-
No tak, dopiero po północy zabieram się za pisanie na forum, ale wcześniej też czas spędziłam pożytecznie, bo przeczytałam jeszcze raz cały wątek "Cel - ładne ciało" i wypisałam sobie wszystkie kosmetyki, które muszę w Polsce kupić. Planowałam to zrobić już dawno, kiedyś więc w końcu trzeba się było za to zabrać.
Waga dziś rano pokazała 65,7, coraz więc bliżej suwaczkowej. :)

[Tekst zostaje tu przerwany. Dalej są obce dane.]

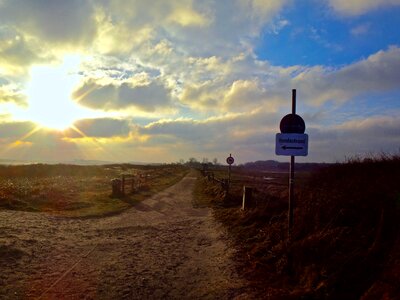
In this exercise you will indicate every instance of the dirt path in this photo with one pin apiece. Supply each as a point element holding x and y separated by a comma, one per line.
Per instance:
<point>163,248</point>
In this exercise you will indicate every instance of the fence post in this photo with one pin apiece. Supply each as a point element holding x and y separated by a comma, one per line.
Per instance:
<point>123,185</point>
<point>247,197</point>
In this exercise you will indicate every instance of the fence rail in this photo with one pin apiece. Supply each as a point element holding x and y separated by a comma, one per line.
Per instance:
<point>135,182</point>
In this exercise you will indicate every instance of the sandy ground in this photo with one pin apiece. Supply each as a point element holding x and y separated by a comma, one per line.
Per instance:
<point>162,248</point>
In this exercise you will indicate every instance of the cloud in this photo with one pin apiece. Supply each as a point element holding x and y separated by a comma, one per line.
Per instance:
<point>148,97</point>
<point>55,22</point>
<point>15,130</point>
<point>378,72</point>
<point>10,93</point>
<point>378,134</point>
<point>360,29</point>
<point>358,7</point>
<point>100,128</point>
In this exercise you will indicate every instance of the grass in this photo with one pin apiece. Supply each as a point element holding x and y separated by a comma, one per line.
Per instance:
<point>345,243</point>
<point>78,191</point>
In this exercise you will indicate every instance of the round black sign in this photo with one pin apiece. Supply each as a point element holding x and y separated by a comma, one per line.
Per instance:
<point>230,160</point>
<point>292,123</point>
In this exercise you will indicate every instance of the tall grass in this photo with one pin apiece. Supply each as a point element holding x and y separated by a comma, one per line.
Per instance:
<point>345,243</point>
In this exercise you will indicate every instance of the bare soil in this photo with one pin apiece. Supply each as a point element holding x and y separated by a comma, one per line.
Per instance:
<point>164,247</point>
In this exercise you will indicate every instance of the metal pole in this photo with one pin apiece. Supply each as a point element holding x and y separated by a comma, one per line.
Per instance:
<point>291,178</point>
<point>229,172</point>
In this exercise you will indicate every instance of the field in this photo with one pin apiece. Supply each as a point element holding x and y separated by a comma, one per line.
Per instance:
<point>78,191</point>
<point>345,242</point>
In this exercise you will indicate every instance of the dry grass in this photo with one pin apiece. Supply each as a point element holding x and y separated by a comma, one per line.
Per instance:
<point>345,243</point>
<point>77,191</point>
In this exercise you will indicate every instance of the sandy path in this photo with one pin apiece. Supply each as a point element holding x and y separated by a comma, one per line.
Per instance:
<point>163,248</point>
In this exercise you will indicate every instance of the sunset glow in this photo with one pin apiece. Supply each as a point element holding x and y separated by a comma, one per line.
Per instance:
<point>163,81</point>
<point>49,95</point>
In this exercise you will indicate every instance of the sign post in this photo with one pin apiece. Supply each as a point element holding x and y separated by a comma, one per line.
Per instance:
<point>292,141</point>
<point>229,160</point>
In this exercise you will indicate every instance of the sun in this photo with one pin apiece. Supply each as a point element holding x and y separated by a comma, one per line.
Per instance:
<point>49,94</point>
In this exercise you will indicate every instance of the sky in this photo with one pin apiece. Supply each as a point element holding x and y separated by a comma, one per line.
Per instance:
<point>168,80</point>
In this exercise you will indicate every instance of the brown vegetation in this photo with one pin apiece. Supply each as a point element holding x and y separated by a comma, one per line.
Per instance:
<point>345,243</point>
<point>78,191</point>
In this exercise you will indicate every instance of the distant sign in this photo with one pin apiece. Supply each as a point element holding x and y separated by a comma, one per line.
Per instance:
<point>230,160</point>
<point>292,123</point>
<point>291,144</point>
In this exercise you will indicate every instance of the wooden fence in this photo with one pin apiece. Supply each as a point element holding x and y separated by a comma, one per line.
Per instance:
<point>134,183</point>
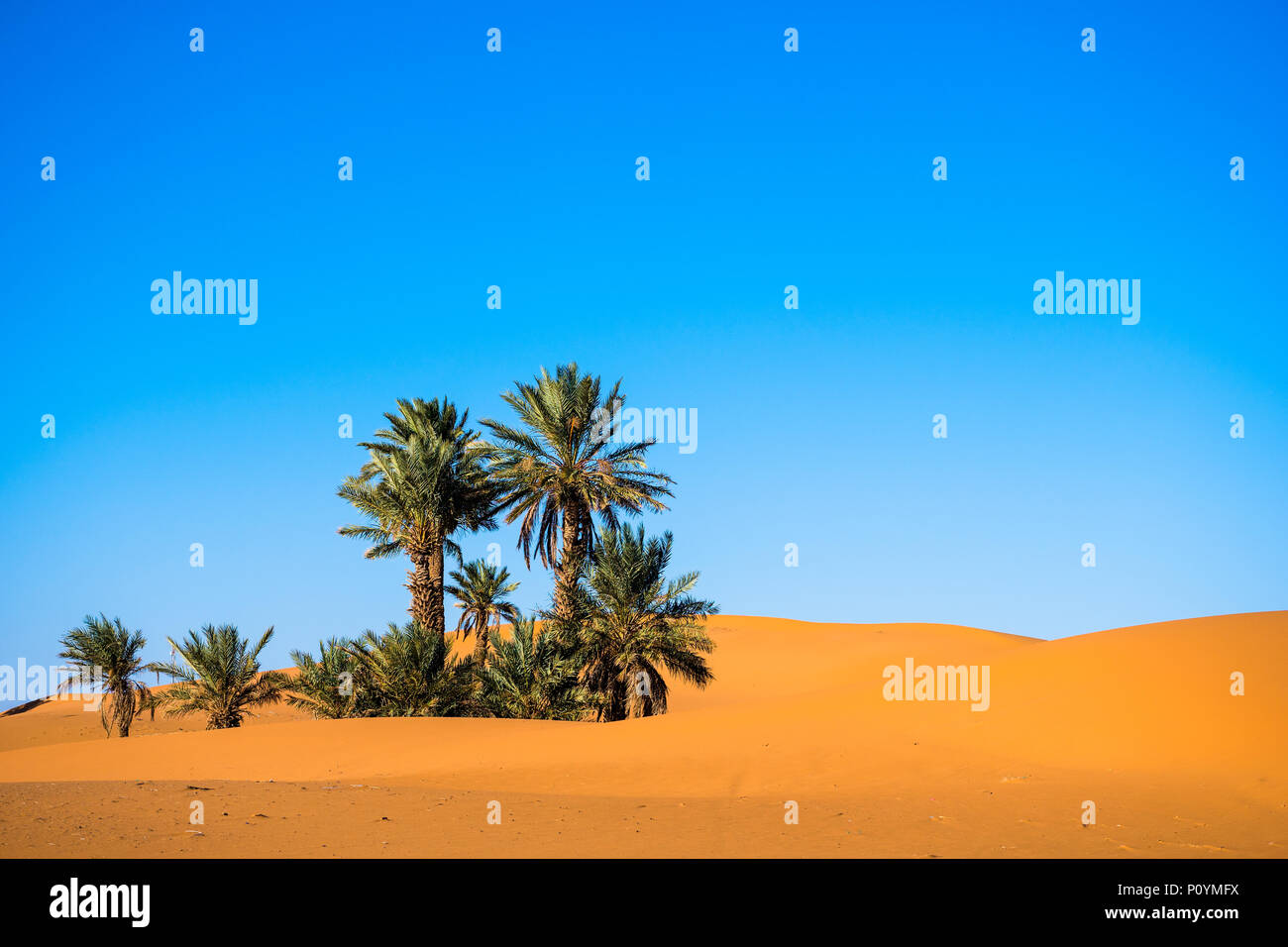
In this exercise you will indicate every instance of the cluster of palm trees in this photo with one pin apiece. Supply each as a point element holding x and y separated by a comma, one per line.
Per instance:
<point>597,652</point>
<point>218,677</point>
<point>562,474</point>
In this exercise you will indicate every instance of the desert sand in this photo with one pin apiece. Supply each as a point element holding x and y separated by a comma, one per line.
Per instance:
<point>1140,720</point>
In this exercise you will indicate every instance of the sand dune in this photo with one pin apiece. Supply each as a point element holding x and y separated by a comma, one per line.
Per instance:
<point>1140,720</point>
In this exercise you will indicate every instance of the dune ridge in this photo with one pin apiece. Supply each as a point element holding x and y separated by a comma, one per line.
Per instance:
<point>1138,720</point>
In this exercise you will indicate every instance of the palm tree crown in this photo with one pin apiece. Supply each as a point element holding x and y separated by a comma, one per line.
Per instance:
<point>481,590</point>
<point>562,467</point>
<point>635,624</point>
<point>408,672</point>
<point>219,677</point>
<point>107,656</point>
<point>533,677</point>
<point>424,480</point>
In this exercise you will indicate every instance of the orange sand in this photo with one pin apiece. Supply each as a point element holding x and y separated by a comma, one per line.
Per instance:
<point>1138,720</point>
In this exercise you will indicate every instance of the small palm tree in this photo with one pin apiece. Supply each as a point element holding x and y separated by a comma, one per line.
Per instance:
<point>106,656</point>
<point>481,590</point>
<point>562,467</point>
<point>219,677</point>
<point>635,624</point>
<point>532,677</point>
<point>326,686</point>
<point>424,480</point>
<point>410,673</point>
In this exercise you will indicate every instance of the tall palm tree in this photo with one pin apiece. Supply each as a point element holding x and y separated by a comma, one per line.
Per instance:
<point>424,480</point>
<point>106,656</point>
<point>411,673</point>
<point>532,677</point>
<point>562,467</point>
<point>481,591</point>
<point>219,677</point>
<point>327,688</point>
<point>636,624</point>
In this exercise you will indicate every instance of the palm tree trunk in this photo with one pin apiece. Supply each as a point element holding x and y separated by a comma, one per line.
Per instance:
<point>420,585</point>
<point>570,557</point>
<point>436,590</point>
<point>425,582</point>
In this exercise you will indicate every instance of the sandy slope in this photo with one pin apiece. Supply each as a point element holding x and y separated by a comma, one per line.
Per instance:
<point>1138,720</point>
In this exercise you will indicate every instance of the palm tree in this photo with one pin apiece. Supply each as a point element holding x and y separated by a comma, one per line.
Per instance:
<point>106,656</point>
<point>481,590</point>
<point>635,624</point>
<point>532,677</point>
<point>424,480</point>
<point>327,686</point>
<point>411,673</point>
<point>562,467</point>
<point>219,677</point>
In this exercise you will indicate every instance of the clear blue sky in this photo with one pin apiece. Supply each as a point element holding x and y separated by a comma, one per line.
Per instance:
<point>768,169</point>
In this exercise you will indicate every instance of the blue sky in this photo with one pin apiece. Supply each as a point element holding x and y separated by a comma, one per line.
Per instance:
<point>767,169</point>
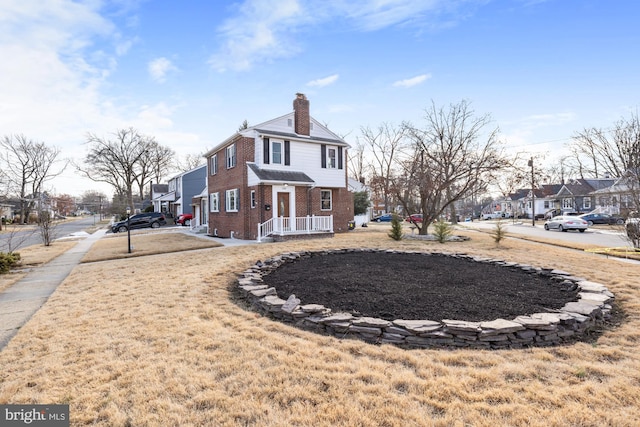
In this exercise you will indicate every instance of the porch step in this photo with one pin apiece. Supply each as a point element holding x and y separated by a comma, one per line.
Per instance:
<point>302,236</point>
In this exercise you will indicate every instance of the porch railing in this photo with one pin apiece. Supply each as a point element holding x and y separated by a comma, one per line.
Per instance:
<point>299,225</point>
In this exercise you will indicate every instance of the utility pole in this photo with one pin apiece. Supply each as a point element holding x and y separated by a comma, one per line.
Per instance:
<point>533,195</point>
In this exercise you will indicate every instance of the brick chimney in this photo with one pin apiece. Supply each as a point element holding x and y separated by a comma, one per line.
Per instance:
<point>301,115</point>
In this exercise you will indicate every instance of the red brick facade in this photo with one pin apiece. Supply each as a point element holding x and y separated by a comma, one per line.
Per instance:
<point>256,204</point>
<point>223,223</point>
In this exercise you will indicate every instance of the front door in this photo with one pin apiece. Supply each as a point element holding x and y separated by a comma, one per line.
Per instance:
<point>283,211</point>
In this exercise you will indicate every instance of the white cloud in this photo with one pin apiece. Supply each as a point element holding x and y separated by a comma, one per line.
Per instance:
<point>263,30</point>
<point>158,69</point>
<point>412,81</point>
<point>260,32</point>
<point>57,56</point>
<point>326,81</point>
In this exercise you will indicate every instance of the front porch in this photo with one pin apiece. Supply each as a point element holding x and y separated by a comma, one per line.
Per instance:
<point>284,228</point>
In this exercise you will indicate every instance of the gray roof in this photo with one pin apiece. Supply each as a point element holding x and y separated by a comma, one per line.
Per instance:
<point>281,176</point>
<point>299,137</point>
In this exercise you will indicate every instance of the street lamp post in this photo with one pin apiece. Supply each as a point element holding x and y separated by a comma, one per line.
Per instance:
<point>533,196</point>
<point>129,228</point>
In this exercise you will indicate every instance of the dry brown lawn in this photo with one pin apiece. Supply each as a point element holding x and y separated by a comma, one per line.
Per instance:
<point>156,340</point>
<point>144,243</point>
<point>33,256</point>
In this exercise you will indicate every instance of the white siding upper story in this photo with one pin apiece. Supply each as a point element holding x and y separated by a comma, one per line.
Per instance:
<point>305,152</point>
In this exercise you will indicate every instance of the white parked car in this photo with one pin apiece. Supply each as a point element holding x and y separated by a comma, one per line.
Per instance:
<point>566,223</point>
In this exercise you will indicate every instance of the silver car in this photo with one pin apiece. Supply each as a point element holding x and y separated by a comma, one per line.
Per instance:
<point>566,223</point>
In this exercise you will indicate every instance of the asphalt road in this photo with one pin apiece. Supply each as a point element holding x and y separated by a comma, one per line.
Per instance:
<point>603,236</point>
<point>17,237</point>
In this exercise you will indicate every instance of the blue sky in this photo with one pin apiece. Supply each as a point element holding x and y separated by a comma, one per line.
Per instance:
<point>190,72</point>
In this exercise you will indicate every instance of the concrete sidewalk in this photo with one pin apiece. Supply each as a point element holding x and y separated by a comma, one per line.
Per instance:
<point>22,300</point>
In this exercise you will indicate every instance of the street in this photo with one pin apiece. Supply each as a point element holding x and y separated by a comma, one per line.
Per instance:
<point>23,236</point>
<point>598,235</point>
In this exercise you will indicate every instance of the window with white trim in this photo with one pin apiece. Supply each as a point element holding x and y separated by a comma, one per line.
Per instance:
<point>214,202</point>
<point>231,156</point>
<point>276,152</point>
<point>213,164</point>
<point>325,200</point>
<point>332,154</point>
<point>232,200</point>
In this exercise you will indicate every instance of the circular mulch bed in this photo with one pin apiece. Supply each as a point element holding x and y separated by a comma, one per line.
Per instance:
<point>414,286</point>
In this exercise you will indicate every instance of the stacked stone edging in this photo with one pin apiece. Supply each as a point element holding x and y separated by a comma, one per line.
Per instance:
<point>570,323</point>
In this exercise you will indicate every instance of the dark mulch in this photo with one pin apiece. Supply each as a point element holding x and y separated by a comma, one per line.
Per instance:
<point>417,286</point>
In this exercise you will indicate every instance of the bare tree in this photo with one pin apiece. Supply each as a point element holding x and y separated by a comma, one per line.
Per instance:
<point>451,158</point>
<point>27,166</point>
<point>155,162</point>
<point>356,162</point>
<point>95,200</point>
<point>615,151</point>
<point>126,159</point>
<point>190,161</point>
<point>386,144</point>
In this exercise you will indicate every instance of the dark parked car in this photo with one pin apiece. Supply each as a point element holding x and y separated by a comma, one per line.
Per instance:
<point>184,219</point>
<point>602,219</point>
<point>414,218</point>
<point>383,218</point>
<point>566,223</point>
<point>142,220</point>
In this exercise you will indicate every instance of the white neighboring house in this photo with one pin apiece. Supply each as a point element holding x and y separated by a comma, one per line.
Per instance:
<point>622,198</point>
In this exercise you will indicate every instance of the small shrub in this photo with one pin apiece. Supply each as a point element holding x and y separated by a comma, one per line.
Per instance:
<point>396,228</point>
<point>499,232</point>
<point>8,260</point>
<point>442,230</point>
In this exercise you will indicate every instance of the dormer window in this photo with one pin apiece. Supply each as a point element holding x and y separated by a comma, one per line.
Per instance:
<point>331,157</point>
<point>230,155</point>
<point>276,152</point>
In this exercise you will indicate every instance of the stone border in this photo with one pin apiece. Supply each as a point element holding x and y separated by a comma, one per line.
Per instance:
<point>570,323</point>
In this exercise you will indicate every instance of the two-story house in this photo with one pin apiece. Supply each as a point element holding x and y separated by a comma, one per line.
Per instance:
<point>283,178</point>
<point>179,192</point>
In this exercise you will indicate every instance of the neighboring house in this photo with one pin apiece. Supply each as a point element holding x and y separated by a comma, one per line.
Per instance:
<point>158,199</point>
<point>622,197</point>
<point>6,212</point>
<point>284,178</point>
<point>576,196</point>
<point>181,189</point>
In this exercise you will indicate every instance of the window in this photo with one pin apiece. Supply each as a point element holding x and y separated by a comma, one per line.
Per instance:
<point>276,152</point>
<point>331,158</point>
<point>213,164</point>
<point>325,200</point>
<point>231,156</point>
<point>214,202</point>
<point>232,202</point>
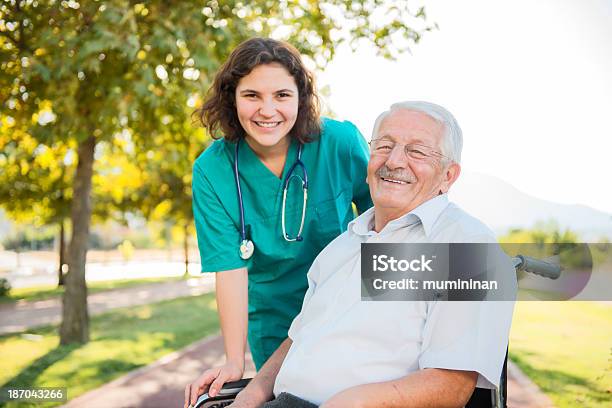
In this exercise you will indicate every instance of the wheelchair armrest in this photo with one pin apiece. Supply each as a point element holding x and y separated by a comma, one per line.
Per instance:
<point>226,395</point>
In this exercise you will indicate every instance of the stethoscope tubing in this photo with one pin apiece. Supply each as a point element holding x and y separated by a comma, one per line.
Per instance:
<point>246,245</point>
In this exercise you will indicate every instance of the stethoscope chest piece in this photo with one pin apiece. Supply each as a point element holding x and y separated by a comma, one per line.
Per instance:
<point>246,249</point>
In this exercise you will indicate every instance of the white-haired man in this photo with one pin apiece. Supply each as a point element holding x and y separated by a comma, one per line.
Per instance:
<point>342,352</point>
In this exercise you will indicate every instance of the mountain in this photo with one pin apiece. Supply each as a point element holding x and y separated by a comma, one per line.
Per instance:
<point>502,206</point>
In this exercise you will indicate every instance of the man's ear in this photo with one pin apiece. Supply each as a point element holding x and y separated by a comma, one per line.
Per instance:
<point>451,174</point>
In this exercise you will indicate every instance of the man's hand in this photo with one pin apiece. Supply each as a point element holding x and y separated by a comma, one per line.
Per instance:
<point>212,380</point>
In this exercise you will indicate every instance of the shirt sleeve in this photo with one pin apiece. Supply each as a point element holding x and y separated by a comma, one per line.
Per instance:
<point>360,155</point>
<point>467,336</point>
<point>218,236</point>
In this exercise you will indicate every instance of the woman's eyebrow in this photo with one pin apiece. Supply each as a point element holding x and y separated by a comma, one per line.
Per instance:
<point>248,91</point>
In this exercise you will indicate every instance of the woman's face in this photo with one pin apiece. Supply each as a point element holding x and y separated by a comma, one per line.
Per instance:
<point>267,105</point>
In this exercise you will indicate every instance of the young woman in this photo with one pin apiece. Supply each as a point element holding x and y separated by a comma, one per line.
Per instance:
<point>268,195</point>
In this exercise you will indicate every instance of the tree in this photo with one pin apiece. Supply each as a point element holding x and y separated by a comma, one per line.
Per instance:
<point>120,67</point>
<point>35,182</point>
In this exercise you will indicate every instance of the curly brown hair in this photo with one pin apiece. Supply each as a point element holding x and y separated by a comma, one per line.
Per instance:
<point>218,112</point>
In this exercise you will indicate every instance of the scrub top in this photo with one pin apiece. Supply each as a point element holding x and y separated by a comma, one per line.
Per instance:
<point>336,165</point>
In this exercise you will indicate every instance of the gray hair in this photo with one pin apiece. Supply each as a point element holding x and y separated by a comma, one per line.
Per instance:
<point>452,140</point>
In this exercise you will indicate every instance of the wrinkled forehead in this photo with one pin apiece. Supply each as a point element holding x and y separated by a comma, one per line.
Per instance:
<point>408,126</point>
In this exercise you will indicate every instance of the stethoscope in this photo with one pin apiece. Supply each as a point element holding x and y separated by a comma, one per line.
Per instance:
<point>246,245</point>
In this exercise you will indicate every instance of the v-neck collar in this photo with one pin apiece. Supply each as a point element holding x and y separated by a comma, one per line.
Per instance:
<point>254,164</point>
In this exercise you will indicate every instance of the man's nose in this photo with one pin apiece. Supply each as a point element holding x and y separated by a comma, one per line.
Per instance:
<point>268,108</point>
<point>397,157</point>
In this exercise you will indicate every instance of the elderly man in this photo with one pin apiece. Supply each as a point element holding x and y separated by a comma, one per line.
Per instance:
<point>343,352</point>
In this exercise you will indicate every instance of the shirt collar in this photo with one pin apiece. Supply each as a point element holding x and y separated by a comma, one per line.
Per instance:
<point>427,213</point>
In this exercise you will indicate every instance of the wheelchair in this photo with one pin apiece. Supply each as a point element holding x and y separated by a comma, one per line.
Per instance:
<point>481,397</point>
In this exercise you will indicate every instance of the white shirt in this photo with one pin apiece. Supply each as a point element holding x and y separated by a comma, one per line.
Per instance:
<point>340,342</point>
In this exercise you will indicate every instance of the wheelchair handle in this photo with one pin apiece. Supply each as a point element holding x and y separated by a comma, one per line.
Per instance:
<point>537,267</point>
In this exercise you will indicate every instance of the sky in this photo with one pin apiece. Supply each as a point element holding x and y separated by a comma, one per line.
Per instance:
<point>530,82</point>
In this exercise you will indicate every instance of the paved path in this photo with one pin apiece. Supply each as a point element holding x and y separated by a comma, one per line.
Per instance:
<point>23,315</point>
<point>161,384</point>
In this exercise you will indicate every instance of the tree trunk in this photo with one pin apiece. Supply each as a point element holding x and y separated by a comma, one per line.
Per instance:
<point>60,272</point>
<point>186,248</point>
<point>75,318</point>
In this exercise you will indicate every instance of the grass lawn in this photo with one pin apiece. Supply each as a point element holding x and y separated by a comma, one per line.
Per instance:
<point>566,349</point>
<point>50,291</point>
<point>121,340</point>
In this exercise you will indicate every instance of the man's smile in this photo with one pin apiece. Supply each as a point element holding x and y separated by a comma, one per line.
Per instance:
<point>395,181</point>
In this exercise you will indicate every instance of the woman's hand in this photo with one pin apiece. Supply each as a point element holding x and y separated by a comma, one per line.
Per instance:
<point>212,380</point>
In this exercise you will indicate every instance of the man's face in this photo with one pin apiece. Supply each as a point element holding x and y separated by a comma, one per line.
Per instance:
<point>399,183</point>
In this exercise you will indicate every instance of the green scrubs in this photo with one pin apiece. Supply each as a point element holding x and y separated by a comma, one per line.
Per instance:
<point>336,164</point>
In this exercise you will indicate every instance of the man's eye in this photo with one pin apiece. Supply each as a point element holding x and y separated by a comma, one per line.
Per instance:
<point>384,147</point>
<point>417,153</point>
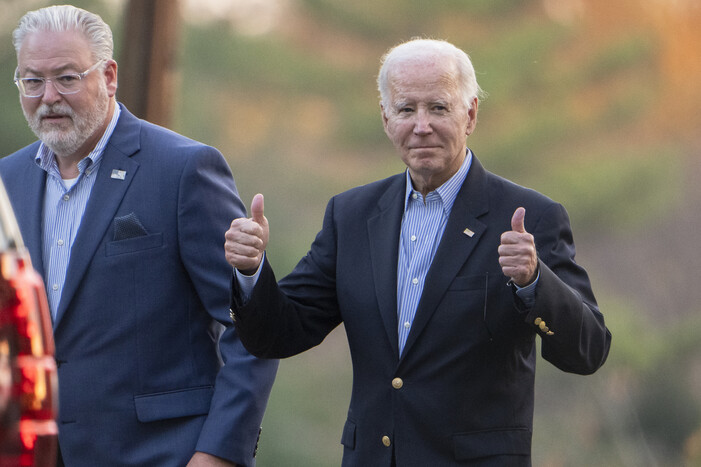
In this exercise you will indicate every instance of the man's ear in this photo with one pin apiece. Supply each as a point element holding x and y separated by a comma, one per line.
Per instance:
<point>472,115</point>
<point>111,77</point>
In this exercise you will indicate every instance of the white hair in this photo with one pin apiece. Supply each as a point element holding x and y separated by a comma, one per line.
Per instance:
<point>61,18</point>
<point>418,48</point>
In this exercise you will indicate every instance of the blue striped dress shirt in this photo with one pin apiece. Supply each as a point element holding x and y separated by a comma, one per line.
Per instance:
<point>422,228</point>
<point>64,205</point>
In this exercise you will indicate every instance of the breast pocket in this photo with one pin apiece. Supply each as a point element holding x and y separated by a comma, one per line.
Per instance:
<point>135,244</point>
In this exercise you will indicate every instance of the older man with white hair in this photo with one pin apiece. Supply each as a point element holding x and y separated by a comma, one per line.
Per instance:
<point>124,221</point>
<point>443,276</point>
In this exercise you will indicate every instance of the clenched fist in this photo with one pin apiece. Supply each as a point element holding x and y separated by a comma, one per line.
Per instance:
<point>247,238</point>
<point>517,254</point>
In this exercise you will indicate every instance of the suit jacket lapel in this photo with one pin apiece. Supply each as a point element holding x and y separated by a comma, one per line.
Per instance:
<point>383,230</point>
<point>29,215</point>
<point>455,247</point>
<point>106,195</point>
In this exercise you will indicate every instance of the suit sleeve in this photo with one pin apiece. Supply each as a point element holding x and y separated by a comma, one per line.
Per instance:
<point>575,338</point>
<point>208,202</point>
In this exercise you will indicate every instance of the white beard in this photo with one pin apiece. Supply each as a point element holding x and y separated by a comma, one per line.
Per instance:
<point>68,140</point>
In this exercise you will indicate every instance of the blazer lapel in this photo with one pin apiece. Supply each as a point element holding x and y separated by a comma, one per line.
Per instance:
<point>29,215</point>
<point>383,230</point>
<point>455,247</point>
<point>106,195</point>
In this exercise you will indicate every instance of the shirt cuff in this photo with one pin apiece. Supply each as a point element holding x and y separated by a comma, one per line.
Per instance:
<point>527,293</point>
<point>247,283</point>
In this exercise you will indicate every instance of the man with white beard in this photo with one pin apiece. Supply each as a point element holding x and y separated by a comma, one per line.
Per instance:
<point>124,221</point>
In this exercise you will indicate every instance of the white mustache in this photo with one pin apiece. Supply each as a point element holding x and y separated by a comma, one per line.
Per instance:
<point>55,109</point>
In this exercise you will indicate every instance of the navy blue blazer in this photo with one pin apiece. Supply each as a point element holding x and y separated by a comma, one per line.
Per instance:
<point>140,379</point>
<point>461,393</point>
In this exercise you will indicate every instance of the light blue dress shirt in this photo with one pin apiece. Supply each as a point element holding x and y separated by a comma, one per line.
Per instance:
<point>64,205</point>
<point>423,225</point>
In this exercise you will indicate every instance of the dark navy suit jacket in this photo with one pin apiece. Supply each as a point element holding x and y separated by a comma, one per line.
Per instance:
<point>140,379</point>
<point>461,393</point>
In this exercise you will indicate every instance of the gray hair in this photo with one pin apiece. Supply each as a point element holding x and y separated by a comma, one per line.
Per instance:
<point>60,18</point>
<point>417,48</point>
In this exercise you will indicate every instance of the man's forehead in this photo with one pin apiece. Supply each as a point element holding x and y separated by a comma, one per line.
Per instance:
<point>54,50</point>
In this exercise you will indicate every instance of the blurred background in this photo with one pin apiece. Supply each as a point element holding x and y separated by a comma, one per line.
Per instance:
<point>594,103</point>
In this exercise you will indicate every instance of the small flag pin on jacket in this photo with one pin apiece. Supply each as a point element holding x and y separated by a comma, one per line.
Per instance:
<point>119,174</point>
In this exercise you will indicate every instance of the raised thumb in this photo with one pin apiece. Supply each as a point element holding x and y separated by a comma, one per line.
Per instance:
<point>257,209</point>
<point>517,220</point>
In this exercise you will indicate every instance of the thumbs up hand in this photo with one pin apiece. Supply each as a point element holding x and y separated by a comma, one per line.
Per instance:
<point>247,238</point>
<point>517,254</point>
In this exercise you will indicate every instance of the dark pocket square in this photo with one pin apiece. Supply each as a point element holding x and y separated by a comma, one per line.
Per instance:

Wczesnym popołudniem zajrzałam na kilka wątków na Pamiętnikach, pędzę więc najpierw tam pozostałe poodwiedzać. :)
-
Przesyłam :lol: :lol: :lol: :lol: na dobry dzień...usmiechu nam potrzeba :lol: :lol: :lol: :lol:
ćwiczmy dalej, ćwiczmy - wczoraj juź trochę ciężej mi szło ale sie NIE PODDAM
Ty jestem: TAKIJA z 116 chcę mieć 64
36 lat – 164 cm wzrostu
Start 03.07.2006 – 116 kg – BMI 43,13 – otyłość
Planowana meta 03.09.2007 – 64 kg
Ostatnie ważenie: 18.09.2006 – 107 kg – BMI 39,78 – :shock: dalej brak wagi :shock:
POWOLI, POWOLI NAWET SŁOŃ DOJDZIE NA METĘ
-
trisskel...
z tych kosmetyków na wątku, to ja chyba się skusze na ten z Eveline, bo wiele dziewczyn go wychwala...teraz używam żółtego garniera, i czasem dodaję olejek grapfruitowy...i w sumie jestem zadowolona, ale coż wyszczuplającego by mi się przydało :wink:
i pamiętaj o weiderze :wink: my z takiją mamy już zaliczone :D
-
Hi Triniu :lol:
M<ilego weekendu i bliskiego spotkania niekoniecznie III stopnia z gryzoniami :lol: :D
buziaki H
-
E, no Weidera to ja już z samego rana (to znaczy zaraz po przebudzeniu się) zaliczyłam. :D Najlepiej mi się ćwiczy właśnie przed śniadaniem. :)
-
TRINI JESTEŚ NIESAMOWITA. MASZ BARDZO DUŻO RUCHU , ALE TEŻ BARDZO DUŻO JESZ MAM NA MYŚLI ILOŚĆ KCAL. STRASZNIE CIĘ PODZIWIAM I DZIĘKI ZA TAK CZĘSTE WPADANIE NA MÓJ WĄTEK.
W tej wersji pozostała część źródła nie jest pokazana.